Select Committee on Work and Pensions Appendices to the Minutes of Evidence


APPENDIX 21

Memorandum submitted by Doris M. Jones MSc (EDP 30)

  As an independent researcher into health and associated problems affecting people who suffer from ME (Myalgic Encephalomyelitis) which nowadays is often erroneously referred to as CFS (Chronic Fatigue Syndrome) and related disorders like MCS (Multiple Chemical Sensitivities) and FMS (Fibromyalgia Syndrome), and the mother of a son who has suffered from ME for 23 years and who has been employed on an SPS (Supported Placement Scheme) basis, which recently has changed to WorkStep, as a registered disabled person, I would like to make the following comments:

  In response to some of your bullet points:

  1.  There can be little doubt that the high numbers of people claiming Incapacity Benefit represent a large proportion of people who are unemployed.

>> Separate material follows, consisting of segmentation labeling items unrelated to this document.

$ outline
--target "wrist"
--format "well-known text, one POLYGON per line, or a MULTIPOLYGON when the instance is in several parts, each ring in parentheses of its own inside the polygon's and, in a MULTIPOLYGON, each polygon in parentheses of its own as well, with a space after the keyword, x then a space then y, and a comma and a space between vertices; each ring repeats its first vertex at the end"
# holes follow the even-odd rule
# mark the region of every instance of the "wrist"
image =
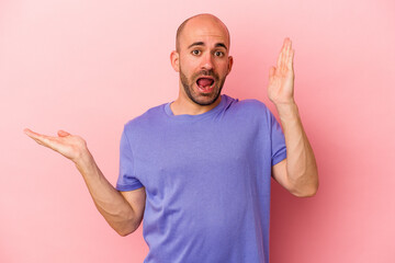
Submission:
POLYGON ((88 149, 80 152, 80 155, 78 156, 78 158, 76 158, 74 160, 74 162, 75 162, 77 169, 82 174, 86 174, 88 171, 94 169, 94 167, 95 167, 93 156, 90 153, 90 151, 88 149))
POLYGON ((281 119, 298 117, 298 108, 294 101, 274 104, 281 119))

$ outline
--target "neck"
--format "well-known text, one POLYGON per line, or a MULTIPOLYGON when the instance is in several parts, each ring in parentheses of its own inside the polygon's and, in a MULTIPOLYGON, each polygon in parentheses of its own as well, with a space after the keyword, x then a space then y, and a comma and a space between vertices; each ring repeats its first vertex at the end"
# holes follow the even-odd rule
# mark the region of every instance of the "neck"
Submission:
POLYGON ((198 115, 213 110, 219 104, 219 102, 221 95, 214 103, 210 105, 199 105, 194 103, 187 94, 182 94, 182 91, 180 91, 179 98, 177 98, 177 100, 170 104, 170 108, 174 115, 198 115))

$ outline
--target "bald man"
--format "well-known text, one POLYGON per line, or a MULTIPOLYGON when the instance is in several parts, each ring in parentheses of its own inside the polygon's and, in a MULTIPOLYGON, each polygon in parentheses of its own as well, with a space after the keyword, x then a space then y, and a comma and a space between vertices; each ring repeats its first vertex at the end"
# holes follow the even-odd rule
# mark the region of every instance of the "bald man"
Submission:
POLYGON ((200 14, 177 32, 171 66, 177 100, 129 121, 121 138, 116 187, 86 141, 25 133, 75 162, 99 211, 121 236, 144 216, 145 262, 269 262, 270 181, 293 195, 315 195, 318 174, 294 101, 291 41, 269 71, 266 105, 222 89, 232 70, 230 37, 221 20, 200 14))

  2.  I am not au fait with the current role of Jobcentre Plus. What I can say is that the Disability Officer at the local (Redbridge) Jobcentre was very effective in helping my son secure employment on what was then an SPS basis. This employment (with the local authority) has now lasted all but six years and, apart from an initial misunderstanding, has been a relatively trouble-free working relationship. However, I am also aware from my postgraduate research experiences over 14 years, and in particular, from results of a long-term follow-up survey carried out in 2001 as a Reference Group member's contribution to the CMO's Working Group on CFS/ME that of 174 ME/CF SIMCS patients who completed questionnaires, only 61 (35%) were mildly affected, ie they were mobile and able to care for themselves, doing light domestic tasks with some difficulty and if working, had to stop all other activities. Only very few of these (two or three) stated they were helped by schemes like SPS. Another 22 (13%) stated they had regained normal or near normal health and were therefore able to lead a normal or near normal life. 53/174 patients (30%) were moderately affected by their illness, ie they had reduced mobility and were restricted in all their activities—they usually had to stop all work, as regular rest periods were required. 31 (18%) were severely affected, ie they could only carry out minimal daily tasks and were housebound. Seven (4%) were very severely affected and were unable to carry out any daily tasks for themselves, being bedridden most of the time,—most of all of these were of working age. The total data on four independently conducted surveys for this Working Group on 3,074 patients with ME/CFS (or MCS in some eases) showed that of 3,058 known cases, 1,852 (61%) were mildly or moderately affected, whereas 968 (32) were severely affected and 216 (7%) were very severely affected.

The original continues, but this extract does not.